The French contretemps illustrates why labor policies are less
sensitive to globalization than factors like taxation and trade
barriers. As long as workers refuse
to acknowledge that they are competing in a world economy, they will
petition a wealthy government to protect their jobs. This in turn slows
job growth and raises unemployment, creating a greater demand for
expensive and expansive safety nets for idle workers.
Still, globalization may yet alter
labor policies. France, Germany and other countries are beginning to
recognize that their labor rules are uncompetitive, and the timing of
change is a political question, not an economic one.
So, do our statistics show that globalization is necessarily the cause
of good policies? That would be overstating it — our data simply show
the two trends are complementary. But it is clear that countries with
solid policies will be more successful in the global economy,
encouraging further openness and deeper cross-border connections. The
chicken-and-egg debate shouldn't detract from the fundamental fact that
globalization and good policies go together.

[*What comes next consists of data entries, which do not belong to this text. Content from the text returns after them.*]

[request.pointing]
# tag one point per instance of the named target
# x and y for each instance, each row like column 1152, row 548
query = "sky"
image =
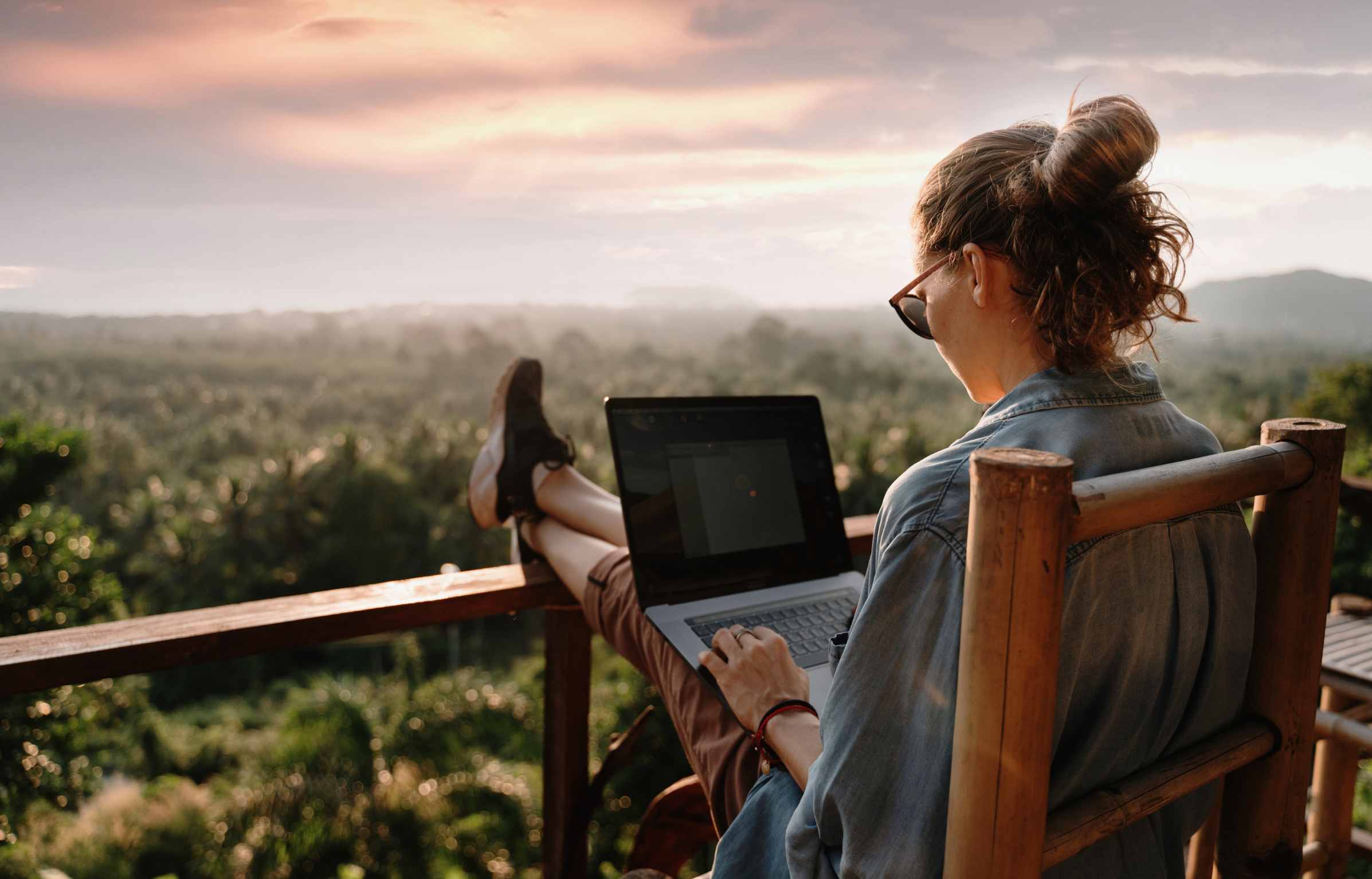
column 195, row 155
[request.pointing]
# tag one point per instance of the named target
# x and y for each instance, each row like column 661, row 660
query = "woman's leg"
column 600, row 576
column 573, row 499
column 571, row 553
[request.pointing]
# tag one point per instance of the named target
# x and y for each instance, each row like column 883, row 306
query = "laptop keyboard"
column 807, row 627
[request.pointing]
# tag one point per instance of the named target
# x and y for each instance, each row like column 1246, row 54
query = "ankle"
column 541, row 475
column 527, row 532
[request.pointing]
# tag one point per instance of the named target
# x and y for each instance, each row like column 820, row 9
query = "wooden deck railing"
column 75, row 655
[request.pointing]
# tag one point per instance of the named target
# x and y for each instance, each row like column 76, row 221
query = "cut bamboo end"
column 1008, row 672
column 1293, row 534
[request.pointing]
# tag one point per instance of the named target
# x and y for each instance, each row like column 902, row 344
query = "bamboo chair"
column 1025, row 513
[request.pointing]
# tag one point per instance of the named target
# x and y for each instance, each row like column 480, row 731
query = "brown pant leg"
column 718, row 748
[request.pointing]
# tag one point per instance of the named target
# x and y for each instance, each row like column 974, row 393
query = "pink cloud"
column 316, row 44
column 437, row 132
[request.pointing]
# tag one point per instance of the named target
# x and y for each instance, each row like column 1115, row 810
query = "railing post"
column 1293, row 533
column 1331, row 798
column 567, row 692
column 1008, row 666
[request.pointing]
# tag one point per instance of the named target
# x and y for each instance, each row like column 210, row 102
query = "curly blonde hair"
column 1098, row 252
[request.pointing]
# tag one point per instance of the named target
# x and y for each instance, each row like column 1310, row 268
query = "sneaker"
column 518, row 439
column 520, row 551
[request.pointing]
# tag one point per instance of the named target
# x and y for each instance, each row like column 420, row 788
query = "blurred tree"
column 55, row 745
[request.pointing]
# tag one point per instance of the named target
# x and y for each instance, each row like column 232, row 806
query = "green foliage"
column 54, row 745
column 228, row 462
column 32, row 458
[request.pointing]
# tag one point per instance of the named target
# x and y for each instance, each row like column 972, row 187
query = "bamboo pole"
column 1008, row 673
column 1109, row 810
column 567, row 692
column 1335, row 775
column 1124, row 501
column 1201, row 852
column 1334, row 727
column 1314, row 856
column 1293, row 533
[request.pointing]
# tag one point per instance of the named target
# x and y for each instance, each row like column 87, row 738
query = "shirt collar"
column 1054, row 389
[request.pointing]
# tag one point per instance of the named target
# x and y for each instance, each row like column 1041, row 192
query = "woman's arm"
column 755, row 672
column 795, row 737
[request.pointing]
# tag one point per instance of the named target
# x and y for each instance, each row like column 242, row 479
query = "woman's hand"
column 756, row 672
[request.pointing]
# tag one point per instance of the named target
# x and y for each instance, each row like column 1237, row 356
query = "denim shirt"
column 1157, row 630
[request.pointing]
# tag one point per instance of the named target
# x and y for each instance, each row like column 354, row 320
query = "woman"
column 1040, row 257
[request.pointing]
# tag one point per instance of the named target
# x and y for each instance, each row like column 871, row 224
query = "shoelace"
column 548, row 448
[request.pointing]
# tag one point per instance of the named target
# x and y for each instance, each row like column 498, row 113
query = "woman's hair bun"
column 1098, row 255
column 1105, row 143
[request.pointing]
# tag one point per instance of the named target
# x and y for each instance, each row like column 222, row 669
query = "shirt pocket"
column 836, row 650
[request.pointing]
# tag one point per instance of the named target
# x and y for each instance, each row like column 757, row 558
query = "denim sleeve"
column 877, row 798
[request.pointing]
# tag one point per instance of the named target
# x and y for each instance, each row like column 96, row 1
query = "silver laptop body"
column 732, row 515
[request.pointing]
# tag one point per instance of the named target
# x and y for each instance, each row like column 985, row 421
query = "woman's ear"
column 980, row 278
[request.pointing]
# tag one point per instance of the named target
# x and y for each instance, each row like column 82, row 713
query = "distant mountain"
column 1305, row 304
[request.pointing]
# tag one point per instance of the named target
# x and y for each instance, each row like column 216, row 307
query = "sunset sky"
column 191, row 155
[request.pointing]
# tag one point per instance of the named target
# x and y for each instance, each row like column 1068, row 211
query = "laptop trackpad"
column 820, row 682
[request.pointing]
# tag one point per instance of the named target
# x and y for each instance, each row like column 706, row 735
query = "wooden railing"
column 75, row 655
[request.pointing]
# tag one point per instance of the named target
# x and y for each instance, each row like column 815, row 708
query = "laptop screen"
column 726, row 494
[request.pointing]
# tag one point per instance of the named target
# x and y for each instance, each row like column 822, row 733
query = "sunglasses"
column 911, row 308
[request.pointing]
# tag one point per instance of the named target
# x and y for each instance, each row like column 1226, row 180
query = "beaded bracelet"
column 781, row 708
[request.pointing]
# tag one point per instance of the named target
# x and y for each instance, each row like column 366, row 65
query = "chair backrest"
column 1025, row 513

Globalization's critics argue that a more open world economy sets off a
race to the bottom by encouraging countries to jettison protections for
consumers, workers and the environment. In reality, the opposite is
true. If our data demonstrate anything, it is that globalization
prompts a race to the top by pushing countries to abandon policies that
burden their economies in favor of those that fuel growth and economic
opportunity.
Richard W. Fisher and W. Michael Cox
are, respectively, the president and the chief economist of the Federal
Reserve Bank of Dallas. Peter Hoey is an illustrator in Arcata, Calif.